Ini pengingkaran terhadap kenyataan sosial yang hidup. KOPRI harus mendorong pengesahan Perda pengakuan masyarakat hukum adat, serta memastikan bahwa program kehutanan sosial mencakup wilayah adat seperti Desa Sendi.
• Malang Raya dan Pasuruan: Hulu yang Kering, Hilir yang Menderita
Mata air di wilayah ini mengering bukan karena perubahan iklim, tetapi akibat deforestasi dan industrialisasi pariwisata. Perusahaan air minum ikut menguras sumber air, sementara warga di hilir sering dilanda kekeringan.
Moratorium eksploitasi air tanah harus segera diberlakukan. Rehabilitasi daerah tangkapan air dan penertiban bangunan liar di zona konservasi adalah langkah mendesak.
• Tapal Kuda: Petani Dikriminalisasi, Hutan Dikuasai Korporasi
Di Jember, Situbondo, hingga Lumajang, petani yang sudah lama mengelola hutan justru dikriminalisasi. Sementara perusahaan bebas menebang dan menambang. Ini bentuk ketidakadilan yang dilegalkan.
Pemerintah harus mengaudit ulang seluruh izin kehutanan dan pertambangan. Hak kelola hutan harus dikembalikan ke masyarakat dengan jaminan hukum dan partisipasi penuh. KOPRI harus menjadi pendamping, pendengar, dan penggerak perubahan.

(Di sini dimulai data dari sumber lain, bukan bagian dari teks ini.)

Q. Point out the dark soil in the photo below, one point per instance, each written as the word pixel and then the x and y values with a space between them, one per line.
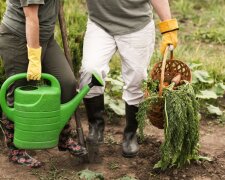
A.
pixel 112 165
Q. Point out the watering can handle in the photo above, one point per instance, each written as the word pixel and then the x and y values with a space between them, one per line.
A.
pixel 8 110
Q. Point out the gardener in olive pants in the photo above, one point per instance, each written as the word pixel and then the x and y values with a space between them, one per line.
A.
pixel 126 26
pixel 27 45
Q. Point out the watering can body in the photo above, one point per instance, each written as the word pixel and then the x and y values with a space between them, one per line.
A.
pixel 38 114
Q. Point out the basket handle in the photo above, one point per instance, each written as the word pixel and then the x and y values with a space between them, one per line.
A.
pixel 168 48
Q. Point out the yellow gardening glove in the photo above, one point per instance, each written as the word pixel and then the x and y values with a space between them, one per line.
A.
pixel 168 29
pixel 34 66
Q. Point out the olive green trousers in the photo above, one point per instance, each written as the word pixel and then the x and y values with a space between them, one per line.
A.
pixel 13 51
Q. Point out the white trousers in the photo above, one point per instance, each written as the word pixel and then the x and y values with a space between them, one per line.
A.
pixel 135 50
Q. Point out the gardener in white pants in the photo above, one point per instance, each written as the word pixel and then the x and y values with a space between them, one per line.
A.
pixel 126 26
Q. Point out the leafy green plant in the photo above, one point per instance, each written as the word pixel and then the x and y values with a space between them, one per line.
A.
pixel 181 122
pixel 181 127
pixel 127 178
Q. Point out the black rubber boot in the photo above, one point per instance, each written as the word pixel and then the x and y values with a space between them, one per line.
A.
pixel 95 108
pixel 130 146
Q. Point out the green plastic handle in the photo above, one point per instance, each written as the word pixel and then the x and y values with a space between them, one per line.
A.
pixel 10 111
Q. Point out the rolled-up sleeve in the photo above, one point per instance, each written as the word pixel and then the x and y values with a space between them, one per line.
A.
pixel 29 2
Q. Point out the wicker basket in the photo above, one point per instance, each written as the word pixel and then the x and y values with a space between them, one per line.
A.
pixel 165 71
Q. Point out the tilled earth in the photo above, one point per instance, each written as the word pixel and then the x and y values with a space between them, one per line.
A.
pixel 61 165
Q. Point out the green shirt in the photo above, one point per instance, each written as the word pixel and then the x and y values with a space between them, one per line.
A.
pixel 119 17
pixel 14 17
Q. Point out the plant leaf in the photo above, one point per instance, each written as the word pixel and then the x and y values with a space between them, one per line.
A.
pixel 219 89
pixel 118 107
pixel 214 110
pixel 202 76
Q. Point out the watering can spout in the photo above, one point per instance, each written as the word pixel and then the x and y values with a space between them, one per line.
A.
pixel 68 108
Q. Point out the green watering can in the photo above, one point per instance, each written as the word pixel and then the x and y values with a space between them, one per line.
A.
pixel 38 115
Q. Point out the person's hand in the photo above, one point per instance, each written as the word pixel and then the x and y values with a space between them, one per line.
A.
pixel 34 66
pixel 168 29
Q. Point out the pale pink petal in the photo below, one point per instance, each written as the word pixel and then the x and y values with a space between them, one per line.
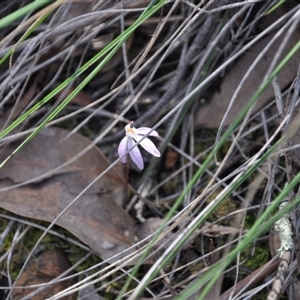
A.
pixel 150 147
pixel 122 149
pixel 145 131
pixel 135 154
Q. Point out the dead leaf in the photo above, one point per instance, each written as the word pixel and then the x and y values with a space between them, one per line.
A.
pixel 95 218
pixel 45 268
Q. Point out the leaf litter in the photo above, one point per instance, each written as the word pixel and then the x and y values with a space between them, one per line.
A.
pixel 96 217
pixel 164 71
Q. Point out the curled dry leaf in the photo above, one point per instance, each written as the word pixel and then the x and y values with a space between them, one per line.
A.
pixel 45 268
pixel 95 218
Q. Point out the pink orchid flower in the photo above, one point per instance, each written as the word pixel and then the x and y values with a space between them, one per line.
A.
pixel 134 135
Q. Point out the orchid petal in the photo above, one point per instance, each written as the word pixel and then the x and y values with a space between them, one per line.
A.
pixel 122 149
pixel 135 154
pixel 145 131
pixel 149 146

• Penutup: KOPRI dan Agenda Ekologis Jawa Timur
Krisis ekologis di Jawa Timur bukan sekadar deretan peristiwa, melainkan gambaran nyata dari ketimpangan struktural dan ketidakpedulian negara. Namun di balik semua luka itu, selalu ada potensi untuk bangkit dan berubah.
Saya percaya bahwa KOPRI memiliki peran strategis untuk menjadi bagian dari perubahan tersebut. Kita tidak bisa diam. Kita harus hadir, menyatu dengan rakyat, menjadi suara yang menggugah dan gerakan yang menyala. Karena menjaga bumi, adalah menjaga hidup itu sendiri.